The new record is done and it heralds a new beginning for Laura Doyle. A complete departure from the electronic fascination of her first CD "No Easy Answers" the new album is all real, all live off the floor, all performance. With a new band she calls Passionfish, a new sound and a new producer, Doyle has never sounded better
Finding it difficult to perform the last record live, Laura Doyle decided she wanted to capture the dynamics of what had already been happening in her live shows. The vision was homespun sophistication, a harmonizing of paradoxes, a balancing of polarities. The songs are just that. Both meticulously arranged and yet freely performed by such great players as Randall Stoll (Tom Cochran & kd Lang) on drums, Miles Hill (Roy Forbes, Dee Daniels) on bass and Lanois-esque guitar work from Andreas Schuld. Producer Graeme Coleman steps out as one of the Westcoast's finest musicians on the piano, adding unforgettable motifs and layering in loads of vibe with intuitive and dynamic Hammond B3 organ performances.

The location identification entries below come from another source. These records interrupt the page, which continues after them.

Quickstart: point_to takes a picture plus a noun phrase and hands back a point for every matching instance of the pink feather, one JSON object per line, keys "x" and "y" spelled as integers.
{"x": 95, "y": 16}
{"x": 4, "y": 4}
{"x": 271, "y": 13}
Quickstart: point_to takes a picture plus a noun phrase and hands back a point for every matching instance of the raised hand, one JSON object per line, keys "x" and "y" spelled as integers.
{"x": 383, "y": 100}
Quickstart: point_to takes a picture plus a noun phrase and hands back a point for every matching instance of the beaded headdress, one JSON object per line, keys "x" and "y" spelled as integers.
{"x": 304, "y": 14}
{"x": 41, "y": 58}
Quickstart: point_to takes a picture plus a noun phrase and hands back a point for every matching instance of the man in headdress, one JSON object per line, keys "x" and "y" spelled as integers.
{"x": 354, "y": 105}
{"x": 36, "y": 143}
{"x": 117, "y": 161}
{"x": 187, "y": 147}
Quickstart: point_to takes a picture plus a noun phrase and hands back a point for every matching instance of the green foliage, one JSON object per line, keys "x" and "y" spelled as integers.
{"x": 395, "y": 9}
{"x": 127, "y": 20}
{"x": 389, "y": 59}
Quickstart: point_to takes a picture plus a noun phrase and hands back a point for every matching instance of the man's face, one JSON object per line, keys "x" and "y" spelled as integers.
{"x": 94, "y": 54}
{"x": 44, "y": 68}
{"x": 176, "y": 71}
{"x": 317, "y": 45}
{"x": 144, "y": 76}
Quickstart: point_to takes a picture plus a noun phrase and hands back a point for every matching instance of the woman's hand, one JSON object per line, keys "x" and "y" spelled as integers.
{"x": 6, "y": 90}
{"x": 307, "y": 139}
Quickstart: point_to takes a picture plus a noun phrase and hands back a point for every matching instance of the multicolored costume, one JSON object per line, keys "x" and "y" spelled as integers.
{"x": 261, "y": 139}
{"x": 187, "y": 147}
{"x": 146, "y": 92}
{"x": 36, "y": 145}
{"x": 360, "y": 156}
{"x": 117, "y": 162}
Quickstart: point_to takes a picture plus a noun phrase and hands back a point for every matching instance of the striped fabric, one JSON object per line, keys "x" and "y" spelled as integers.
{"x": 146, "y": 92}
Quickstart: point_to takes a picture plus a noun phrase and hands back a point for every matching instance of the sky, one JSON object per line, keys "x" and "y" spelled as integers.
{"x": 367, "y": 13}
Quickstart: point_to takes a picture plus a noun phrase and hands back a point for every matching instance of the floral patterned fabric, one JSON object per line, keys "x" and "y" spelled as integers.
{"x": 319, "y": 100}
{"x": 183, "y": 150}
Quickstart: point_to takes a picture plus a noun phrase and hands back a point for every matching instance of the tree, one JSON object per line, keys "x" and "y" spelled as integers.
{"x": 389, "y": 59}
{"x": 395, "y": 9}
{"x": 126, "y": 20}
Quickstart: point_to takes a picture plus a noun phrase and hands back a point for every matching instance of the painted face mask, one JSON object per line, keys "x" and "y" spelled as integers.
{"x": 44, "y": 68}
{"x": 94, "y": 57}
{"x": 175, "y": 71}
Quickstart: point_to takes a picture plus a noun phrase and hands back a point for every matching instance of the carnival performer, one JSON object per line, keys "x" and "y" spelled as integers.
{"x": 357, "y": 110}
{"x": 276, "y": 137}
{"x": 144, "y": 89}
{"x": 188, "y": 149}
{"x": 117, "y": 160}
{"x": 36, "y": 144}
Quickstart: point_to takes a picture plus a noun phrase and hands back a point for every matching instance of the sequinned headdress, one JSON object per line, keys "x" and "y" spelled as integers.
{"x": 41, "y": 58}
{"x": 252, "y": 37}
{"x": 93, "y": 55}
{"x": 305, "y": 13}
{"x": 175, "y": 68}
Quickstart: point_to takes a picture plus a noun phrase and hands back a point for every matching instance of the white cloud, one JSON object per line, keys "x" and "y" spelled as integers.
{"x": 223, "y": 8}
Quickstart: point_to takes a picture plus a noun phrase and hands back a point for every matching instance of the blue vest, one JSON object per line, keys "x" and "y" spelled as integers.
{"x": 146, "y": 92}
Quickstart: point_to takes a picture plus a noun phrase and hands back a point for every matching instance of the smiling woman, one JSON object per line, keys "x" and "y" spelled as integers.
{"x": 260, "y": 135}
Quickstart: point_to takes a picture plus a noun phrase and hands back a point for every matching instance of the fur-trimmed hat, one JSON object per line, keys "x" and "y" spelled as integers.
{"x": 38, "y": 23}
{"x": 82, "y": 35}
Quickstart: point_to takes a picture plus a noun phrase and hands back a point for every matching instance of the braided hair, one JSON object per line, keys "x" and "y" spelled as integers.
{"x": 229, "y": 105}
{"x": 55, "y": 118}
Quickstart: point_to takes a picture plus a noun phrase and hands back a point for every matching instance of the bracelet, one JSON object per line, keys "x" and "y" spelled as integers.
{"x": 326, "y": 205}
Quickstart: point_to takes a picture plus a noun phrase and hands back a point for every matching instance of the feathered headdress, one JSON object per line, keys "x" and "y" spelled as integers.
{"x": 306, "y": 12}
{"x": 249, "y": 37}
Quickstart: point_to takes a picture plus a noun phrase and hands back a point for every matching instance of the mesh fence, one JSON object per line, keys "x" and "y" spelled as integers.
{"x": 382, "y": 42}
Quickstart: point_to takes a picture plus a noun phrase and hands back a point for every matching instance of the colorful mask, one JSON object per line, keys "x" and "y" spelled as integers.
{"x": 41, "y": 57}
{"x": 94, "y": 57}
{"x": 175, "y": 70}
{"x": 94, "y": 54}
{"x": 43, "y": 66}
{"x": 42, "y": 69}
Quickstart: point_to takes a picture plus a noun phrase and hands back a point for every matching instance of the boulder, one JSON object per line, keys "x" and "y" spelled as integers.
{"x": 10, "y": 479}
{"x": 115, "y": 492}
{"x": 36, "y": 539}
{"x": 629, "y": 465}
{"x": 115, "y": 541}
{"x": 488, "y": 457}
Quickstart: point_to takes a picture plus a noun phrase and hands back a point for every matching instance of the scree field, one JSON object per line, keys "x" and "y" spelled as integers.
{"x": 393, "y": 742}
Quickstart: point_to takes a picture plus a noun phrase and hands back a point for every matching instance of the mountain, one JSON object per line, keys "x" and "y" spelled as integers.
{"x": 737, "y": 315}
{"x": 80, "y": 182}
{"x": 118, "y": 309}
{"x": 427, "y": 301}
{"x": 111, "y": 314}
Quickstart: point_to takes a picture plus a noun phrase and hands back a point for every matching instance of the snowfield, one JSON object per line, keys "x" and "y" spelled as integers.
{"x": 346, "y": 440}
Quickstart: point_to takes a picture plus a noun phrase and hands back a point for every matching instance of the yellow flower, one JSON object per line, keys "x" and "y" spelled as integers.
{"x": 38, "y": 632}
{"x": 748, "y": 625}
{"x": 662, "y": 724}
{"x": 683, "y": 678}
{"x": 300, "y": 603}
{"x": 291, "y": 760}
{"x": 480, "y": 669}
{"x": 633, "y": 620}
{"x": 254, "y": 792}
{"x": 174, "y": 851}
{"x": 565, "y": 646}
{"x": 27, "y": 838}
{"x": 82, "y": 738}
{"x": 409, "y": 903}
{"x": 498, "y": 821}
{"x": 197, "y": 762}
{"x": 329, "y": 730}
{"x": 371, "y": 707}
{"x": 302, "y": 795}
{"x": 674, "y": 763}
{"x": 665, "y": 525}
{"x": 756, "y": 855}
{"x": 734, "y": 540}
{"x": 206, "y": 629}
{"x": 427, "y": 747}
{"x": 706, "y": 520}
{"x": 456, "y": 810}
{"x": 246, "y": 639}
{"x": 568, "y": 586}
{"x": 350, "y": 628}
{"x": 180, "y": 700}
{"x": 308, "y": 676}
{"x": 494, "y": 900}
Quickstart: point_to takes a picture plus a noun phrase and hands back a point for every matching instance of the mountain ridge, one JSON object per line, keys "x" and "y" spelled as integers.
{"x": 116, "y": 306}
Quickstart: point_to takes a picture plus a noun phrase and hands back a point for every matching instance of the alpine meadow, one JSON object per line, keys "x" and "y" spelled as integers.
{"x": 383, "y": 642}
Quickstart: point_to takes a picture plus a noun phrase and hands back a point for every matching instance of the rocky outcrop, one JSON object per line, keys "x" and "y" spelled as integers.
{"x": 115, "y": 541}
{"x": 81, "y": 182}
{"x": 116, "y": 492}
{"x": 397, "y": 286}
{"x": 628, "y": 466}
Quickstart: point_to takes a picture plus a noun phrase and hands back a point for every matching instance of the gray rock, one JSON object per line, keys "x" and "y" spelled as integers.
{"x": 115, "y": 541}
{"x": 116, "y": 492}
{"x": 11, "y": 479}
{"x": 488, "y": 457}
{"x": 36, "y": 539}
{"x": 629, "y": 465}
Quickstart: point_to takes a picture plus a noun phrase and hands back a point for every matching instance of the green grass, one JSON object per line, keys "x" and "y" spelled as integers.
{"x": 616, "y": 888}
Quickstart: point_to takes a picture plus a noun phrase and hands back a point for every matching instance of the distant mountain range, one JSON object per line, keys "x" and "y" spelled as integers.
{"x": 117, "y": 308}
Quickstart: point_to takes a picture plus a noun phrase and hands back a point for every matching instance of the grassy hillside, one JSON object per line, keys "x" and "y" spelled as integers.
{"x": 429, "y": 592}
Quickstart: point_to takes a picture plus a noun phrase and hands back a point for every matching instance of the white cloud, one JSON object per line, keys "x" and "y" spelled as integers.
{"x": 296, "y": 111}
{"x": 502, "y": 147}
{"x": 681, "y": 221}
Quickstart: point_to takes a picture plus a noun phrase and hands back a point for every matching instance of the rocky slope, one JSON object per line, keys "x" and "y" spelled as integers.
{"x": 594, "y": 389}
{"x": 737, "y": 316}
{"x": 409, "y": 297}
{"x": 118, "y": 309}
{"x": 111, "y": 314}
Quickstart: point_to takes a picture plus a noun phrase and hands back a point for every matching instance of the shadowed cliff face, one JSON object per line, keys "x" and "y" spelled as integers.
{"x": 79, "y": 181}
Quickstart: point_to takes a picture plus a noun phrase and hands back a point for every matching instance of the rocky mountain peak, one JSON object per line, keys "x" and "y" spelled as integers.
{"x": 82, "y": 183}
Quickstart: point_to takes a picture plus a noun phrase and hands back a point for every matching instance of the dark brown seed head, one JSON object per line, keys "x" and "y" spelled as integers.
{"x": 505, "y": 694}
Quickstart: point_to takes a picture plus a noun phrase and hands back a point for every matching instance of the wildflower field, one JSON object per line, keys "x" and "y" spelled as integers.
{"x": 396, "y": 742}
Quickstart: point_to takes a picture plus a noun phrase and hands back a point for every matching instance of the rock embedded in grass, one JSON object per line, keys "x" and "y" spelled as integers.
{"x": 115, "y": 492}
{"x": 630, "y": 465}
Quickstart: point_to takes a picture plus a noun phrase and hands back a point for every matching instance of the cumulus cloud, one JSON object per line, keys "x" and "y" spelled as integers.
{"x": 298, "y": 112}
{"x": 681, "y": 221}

Even in the lyric content the paradoxes continue from the profoundly exotic and sultry "In Everything" to the downright cheeky sass in "Someone" where Doyle writes: they say no man's an island Îcause we're born without our teeth/ you can tell me love ain't worth it but I've seen the way you weep. Her new material has a worldliness, a maturity; a deep understanding of the folly of obsession, the faithless meandering of the runaway, the daily struggle to stay buoyant. Doyle's songs offer something better than pop confection, something much more than self absorbed navel gazing - in the metaphors, in the poetry, in the hypnotic rhythms and sweet voiced laments you may find a kind of redemption and surprising lightness of being.
Laura Doyle's 2001 CD, "No Easy Answers", has been widely featured in movies and TV shows, and not just as obscure background pieces. She has a knack for getting to the heart of things and the entertainment industry has noticed. She now has over twenty TV and film placements including 2 songs featured in the Canadian film "Suddenly Naked" which both earned Genie Award nominations in 2003. This easy marriage with the screen should come as no surprise, as Doyle began her career in the entertainment industry as a TV screenwriter in Los Angeles and Vancouver on mostly teen programs including "Neon Rider", "Madison", MTV's "Undressed" and the CBS drama "Early Edition".
The new CD "dark horse" is being released in May and Laura Doyle plans to spend the summer and fall touring.